1828 - 1829 Osmanlı - Rus savaşında Erzurum’un etrafındaki toprak tabyaların yetersiz kalması ve şehre doğu ve kuzeyden gelen yolları kontrol altında tutabilmek için Sultan Abdülmecit zamanında Zarif Mustafa Paşa tarafından l852’de Mustafa Paşa’nın ismini taşıyan bir tabya yapıldı. Ancak topların daha da gelişmesinden dolayı Toprak Tabya’nın yanı sıra Topağı’na I, II, III numaralı Aziziye Tabyaları ile onların güneybatısındaki Kiremitlik Tepeleri’ne 1867 - l872 yıllarında Büyük ve Küçük Kiremitlik Tabyaları yaptırıldı. Fosfor Mustafa Paşa’nın düzenlediği plan içerisinde yapılan ve şehre 4- 5 kilometre uzaklıktaki bu tabyaların yapımı sırasında Kars yolu üzerine de yeni bir tabya daha eklendi. Erzurumlular’ın da maddi ve işgücü katılımlarıyla yapılan bu tabyalara da ‘Ahali Tabyası’ ismi verildi.
Osmanlı tarihine 93 Harbi olarak geçen l877 - l878 Osmanlı - Rus savaşında Osmanlılar bu tabyaların yardımıyla Ruslar’ın ilerlemesini durdurabildi. Sultan II. Abdülhamit zamanında da olası bir Rus hücumuna karşı şehri daha uzak noktalardan koruyabilmek için yeni tabyaların yapılmasına karar verildi.
Erzurum’a 8 kilometre uzaklıklardaki Oltu -Tortum yolunu kontrol eden Tafta ve Karagöbek; doğuda Çoban dede, Dolangez, İlave, Uzunahmet, Küçük Höyük, Büyük Höyük tabyaları birinci, Sivisli, Ağzı Açık, Toparlak, Gez tabyaları da ikinci savunma hattı olarak yapıldı. Güney yönünde de Küçük Palandöken ve Büyük Palandöken tabyaları yapıldı. Toplam 14 tabya yapılarak şehrin savunması güçlendirildi.

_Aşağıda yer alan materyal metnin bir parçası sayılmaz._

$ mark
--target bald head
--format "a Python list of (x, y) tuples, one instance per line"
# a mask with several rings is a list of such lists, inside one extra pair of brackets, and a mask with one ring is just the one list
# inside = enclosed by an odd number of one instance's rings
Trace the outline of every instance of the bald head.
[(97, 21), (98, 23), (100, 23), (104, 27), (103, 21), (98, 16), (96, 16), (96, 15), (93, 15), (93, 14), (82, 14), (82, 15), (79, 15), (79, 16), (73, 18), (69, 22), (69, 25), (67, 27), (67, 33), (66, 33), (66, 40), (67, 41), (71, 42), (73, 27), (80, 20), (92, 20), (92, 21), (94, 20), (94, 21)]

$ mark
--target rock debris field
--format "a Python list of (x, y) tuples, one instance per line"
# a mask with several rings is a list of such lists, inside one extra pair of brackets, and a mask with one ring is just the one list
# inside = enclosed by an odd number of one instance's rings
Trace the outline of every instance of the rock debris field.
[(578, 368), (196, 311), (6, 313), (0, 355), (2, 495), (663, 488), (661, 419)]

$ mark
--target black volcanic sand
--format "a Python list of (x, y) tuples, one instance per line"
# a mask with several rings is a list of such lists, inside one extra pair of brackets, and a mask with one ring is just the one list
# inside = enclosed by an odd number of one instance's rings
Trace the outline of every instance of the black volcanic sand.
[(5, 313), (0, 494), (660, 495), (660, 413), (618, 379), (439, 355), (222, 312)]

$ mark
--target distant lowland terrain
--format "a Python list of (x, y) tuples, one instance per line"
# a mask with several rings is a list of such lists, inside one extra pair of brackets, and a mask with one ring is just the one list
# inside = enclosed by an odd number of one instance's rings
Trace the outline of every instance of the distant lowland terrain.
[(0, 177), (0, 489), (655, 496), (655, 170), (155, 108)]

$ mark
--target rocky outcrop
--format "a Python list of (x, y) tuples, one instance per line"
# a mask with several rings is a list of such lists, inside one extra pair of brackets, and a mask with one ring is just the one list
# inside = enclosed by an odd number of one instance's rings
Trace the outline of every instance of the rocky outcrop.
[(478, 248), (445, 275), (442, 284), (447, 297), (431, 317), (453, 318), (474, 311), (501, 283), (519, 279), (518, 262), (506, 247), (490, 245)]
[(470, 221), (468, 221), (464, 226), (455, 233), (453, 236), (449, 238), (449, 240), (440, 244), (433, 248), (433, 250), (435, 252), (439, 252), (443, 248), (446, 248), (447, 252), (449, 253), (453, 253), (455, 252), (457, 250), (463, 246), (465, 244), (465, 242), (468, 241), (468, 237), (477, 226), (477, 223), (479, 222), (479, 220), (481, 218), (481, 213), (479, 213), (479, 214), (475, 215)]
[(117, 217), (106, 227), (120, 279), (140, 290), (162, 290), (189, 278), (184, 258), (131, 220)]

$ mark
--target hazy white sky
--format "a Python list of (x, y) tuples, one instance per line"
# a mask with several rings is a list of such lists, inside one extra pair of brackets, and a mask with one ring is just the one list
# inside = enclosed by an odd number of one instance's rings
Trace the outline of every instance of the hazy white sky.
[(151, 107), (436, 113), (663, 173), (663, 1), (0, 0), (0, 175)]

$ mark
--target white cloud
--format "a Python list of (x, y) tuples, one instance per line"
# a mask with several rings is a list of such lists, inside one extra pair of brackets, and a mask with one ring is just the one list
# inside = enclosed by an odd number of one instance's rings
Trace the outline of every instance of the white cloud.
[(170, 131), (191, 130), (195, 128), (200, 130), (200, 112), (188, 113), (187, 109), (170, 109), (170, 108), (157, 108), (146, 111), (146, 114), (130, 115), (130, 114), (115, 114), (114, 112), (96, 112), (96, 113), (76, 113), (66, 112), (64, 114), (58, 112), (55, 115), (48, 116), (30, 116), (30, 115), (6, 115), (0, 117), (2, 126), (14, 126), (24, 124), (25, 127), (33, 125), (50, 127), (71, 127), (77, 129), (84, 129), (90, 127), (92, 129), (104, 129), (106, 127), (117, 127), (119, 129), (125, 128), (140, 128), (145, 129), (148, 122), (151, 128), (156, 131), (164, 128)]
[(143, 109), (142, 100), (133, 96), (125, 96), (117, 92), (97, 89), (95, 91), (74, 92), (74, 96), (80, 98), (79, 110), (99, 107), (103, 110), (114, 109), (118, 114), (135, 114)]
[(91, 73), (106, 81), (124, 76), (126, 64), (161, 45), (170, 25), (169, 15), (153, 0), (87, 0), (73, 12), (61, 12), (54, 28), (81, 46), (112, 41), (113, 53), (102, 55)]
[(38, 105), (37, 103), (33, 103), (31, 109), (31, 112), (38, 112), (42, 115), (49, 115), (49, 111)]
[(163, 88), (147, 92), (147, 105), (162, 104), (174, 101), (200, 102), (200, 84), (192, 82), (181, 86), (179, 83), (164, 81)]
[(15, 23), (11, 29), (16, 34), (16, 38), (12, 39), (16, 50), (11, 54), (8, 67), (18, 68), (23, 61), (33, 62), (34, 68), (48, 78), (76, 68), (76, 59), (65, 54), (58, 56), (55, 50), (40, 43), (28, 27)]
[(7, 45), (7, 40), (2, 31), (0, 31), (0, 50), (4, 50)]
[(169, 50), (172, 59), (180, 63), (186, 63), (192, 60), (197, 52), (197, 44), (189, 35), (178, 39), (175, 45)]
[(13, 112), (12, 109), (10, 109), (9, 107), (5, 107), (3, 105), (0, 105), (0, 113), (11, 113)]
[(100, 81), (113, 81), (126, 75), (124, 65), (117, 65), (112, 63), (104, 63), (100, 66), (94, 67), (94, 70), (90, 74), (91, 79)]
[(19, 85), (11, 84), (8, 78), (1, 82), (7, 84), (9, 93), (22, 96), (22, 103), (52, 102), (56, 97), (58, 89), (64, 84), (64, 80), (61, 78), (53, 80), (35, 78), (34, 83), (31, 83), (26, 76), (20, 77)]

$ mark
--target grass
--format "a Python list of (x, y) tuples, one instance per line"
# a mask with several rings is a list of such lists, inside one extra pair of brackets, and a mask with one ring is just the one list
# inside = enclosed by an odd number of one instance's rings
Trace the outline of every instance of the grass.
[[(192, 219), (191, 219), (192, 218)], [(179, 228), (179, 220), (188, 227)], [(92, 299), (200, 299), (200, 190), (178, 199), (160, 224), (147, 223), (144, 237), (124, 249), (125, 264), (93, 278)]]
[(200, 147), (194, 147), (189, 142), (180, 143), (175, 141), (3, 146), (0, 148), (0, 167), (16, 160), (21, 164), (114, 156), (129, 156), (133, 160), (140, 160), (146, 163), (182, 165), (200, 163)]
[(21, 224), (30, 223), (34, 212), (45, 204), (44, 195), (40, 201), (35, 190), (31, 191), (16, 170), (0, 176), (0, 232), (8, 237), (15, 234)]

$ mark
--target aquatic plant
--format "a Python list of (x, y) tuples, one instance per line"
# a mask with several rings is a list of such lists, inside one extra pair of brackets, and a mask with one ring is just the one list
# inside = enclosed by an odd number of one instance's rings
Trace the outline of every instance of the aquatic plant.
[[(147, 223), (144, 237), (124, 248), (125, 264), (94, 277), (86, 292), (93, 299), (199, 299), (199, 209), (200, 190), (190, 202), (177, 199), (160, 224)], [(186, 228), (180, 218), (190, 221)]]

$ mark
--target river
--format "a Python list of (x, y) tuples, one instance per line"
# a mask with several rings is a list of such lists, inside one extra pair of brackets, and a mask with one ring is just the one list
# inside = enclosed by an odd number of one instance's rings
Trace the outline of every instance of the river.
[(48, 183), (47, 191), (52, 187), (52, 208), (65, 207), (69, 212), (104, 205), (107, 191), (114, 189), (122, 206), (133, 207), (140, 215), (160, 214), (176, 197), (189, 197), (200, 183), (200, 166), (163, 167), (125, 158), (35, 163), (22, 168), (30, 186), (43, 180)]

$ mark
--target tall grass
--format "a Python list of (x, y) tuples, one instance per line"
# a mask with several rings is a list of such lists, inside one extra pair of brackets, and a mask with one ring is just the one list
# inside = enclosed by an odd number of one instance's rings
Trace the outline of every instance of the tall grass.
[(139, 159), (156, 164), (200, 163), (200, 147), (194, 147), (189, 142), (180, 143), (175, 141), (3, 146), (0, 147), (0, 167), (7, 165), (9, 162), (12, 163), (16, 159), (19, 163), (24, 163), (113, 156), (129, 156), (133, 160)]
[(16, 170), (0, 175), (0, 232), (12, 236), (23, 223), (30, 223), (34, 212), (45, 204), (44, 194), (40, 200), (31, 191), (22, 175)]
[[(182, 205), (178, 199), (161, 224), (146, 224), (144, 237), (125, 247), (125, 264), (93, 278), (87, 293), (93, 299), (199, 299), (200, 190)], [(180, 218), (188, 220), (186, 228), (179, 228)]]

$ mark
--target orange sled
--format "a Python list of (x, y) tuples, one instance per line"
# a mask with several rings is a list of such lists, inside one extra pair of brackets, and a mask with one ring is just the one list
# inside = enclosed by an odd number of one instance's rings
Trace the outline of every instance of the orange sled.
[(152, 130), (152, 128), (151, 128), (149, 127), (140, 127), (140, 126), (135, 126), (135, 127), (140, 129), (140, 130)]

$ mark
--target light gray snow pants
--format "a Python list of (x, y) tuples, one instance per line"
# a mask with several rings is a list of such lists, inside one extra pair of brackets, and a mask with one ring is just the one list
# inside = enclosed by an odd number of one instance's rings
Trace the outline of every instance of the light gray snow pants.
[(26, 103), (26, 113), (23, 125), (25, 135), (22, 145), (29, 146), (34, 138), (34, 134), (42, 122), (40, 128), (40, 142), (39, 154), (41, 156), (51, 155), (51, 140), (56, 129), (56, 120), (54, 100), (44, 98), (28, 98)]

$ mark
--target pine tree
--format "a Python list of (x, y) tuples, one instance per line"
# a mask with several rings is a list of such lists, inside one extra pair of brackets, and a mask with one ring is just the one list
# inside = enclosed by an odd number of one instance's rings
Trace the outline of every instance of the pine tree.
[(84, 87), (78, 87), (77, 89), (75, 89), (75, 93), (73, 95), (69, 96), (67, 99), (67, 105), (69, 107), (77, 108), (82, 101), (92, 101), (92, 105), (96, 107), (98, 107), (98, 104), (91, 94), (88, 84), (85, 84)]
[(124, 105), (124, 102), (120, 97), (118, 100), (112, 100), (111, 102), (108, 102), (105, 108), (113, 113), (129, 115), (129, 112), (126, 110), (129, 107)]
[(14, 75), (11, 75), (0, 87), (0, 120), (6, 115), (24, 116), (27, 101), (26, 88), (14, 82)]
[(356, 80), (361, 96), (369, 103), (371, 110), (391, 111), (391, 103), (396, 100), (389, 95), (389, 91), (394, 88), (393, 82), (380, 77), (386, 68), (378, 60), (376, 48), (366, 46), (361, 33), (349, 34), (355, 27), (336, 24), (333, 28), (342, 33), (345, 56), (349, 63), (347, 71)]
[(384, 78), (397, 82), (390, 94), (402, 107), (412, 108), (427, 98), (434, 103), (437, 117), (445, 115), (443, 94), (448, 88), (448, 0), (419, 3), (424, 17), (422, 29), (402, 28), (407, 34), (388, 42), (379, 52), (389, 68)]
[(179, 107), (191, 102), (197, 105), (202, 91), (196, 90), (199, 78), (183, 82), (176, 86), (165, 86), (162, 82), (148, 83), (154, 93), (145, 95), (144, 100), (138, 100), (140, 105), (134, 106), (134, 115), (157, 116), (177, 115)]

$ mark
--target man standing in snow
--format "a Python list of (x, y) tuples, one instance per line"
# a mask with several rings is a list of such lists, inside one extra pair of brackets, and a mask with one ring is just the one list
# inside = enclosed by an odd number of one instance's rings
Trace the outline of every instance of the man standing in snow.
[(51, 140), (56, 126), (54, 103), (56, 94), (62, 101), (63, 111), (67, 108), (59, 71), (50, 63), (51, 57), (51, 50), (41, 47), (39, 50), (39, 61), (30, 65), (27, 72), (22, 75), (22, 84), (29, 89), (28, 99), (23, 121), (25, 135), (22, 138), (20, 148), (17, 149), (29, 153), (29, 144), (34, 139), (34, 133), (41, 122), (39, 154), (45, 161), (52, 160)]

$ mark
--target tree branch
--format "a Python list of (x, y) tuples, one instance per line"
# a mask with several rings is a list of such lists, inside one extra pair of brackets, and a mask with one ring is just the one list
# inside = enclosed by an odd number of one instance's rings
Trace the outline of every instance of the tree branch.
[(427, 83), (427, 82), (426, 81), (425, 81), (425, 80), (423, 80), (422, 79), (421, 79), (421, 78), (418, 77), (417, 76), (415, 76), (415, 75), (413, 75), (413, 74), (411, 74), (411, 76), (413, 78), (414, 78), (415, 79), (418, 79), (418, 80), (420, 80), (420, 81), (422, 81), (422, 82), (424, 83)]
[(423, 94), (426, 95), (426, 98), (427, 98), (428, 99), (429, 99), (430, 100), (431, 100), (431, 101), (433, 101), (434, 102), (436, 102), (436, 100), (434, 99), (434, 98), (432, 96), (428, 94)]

Mimari yönden estetik ve yapı üslubu olarak herhangi bir özenin gösterilmediği tabyalarda daha çok sağlamlık ve kullanım esasları ön plana alınmıştır. Planlarında ve araziye yerleşiminde daha çok bulundukları yerlerin konumu, genişliği kontrol altında tutacakları yerler ön planda tutulmuştur. Bu yönden ikisi dışında tabyalar birbirlerine benzemezler. Bu konuda bir araştırma yapan Prof. Dr. Haşim Karpuz tabyaları ‘Hilal Tabya’ ve ‘Yay Tabya’ olarak iki ayrı gruba ayırmıştır. Sivri bir tepe üzerinde yapılmış olan tabyalar daha toplu ve daire şeklindedirler. Bunun yanı sıra daha yayvan ve daha az sarp olan tepe ve sırtlarda yapılanlar yay şeklinde yapılmıştır. Bu tabyalar yan yana odalardan meydana gelmiş, üzerleri kalın bir toprak tabakasıyla örtülmüştür. Düşmanın geleceği yönün aksi tarafında da askerlerin toplantı avluları vardı ve ayrıca depo, revir gibi yapılara da burada yer verilmiştir. Tabyaların en geniş bölümünde kışla odaları bulunmaktadır. Bunlar birbirleriyle bağlantılı dikdörtgen odalardan oluşmaktadır. Odaların genişlikleri 3 ila 4 metre olup derinlikleri 6 ila 14.50 metre arasındadır. Çoğunlukla tek katlı olan kışla odalarının bazıları yer kazanmak amacıyla ahşap kalaslarla ikiye bölünmüş ve iki katlı duruma getirilmiştir. Bunlardan Büyük Kiremitlik Tabyası iyi bir durumda günümüze gelerek iki katlı kışlalara bir örnektir. Bu tabyalar saldıran güçlere yönelik taraflarda 5 -10 metre kalınlığında bir toprak yığınıyla takviye edilmiştir. Alt ve üstten kalın toprak tabakaları ile örtülü olan bu tabyaların karşı taraftan seçilmeleri de hemen hemen imkansızdır. Aynı zamanda da topçu ateşinin etkisinden uzak kalmaktadır.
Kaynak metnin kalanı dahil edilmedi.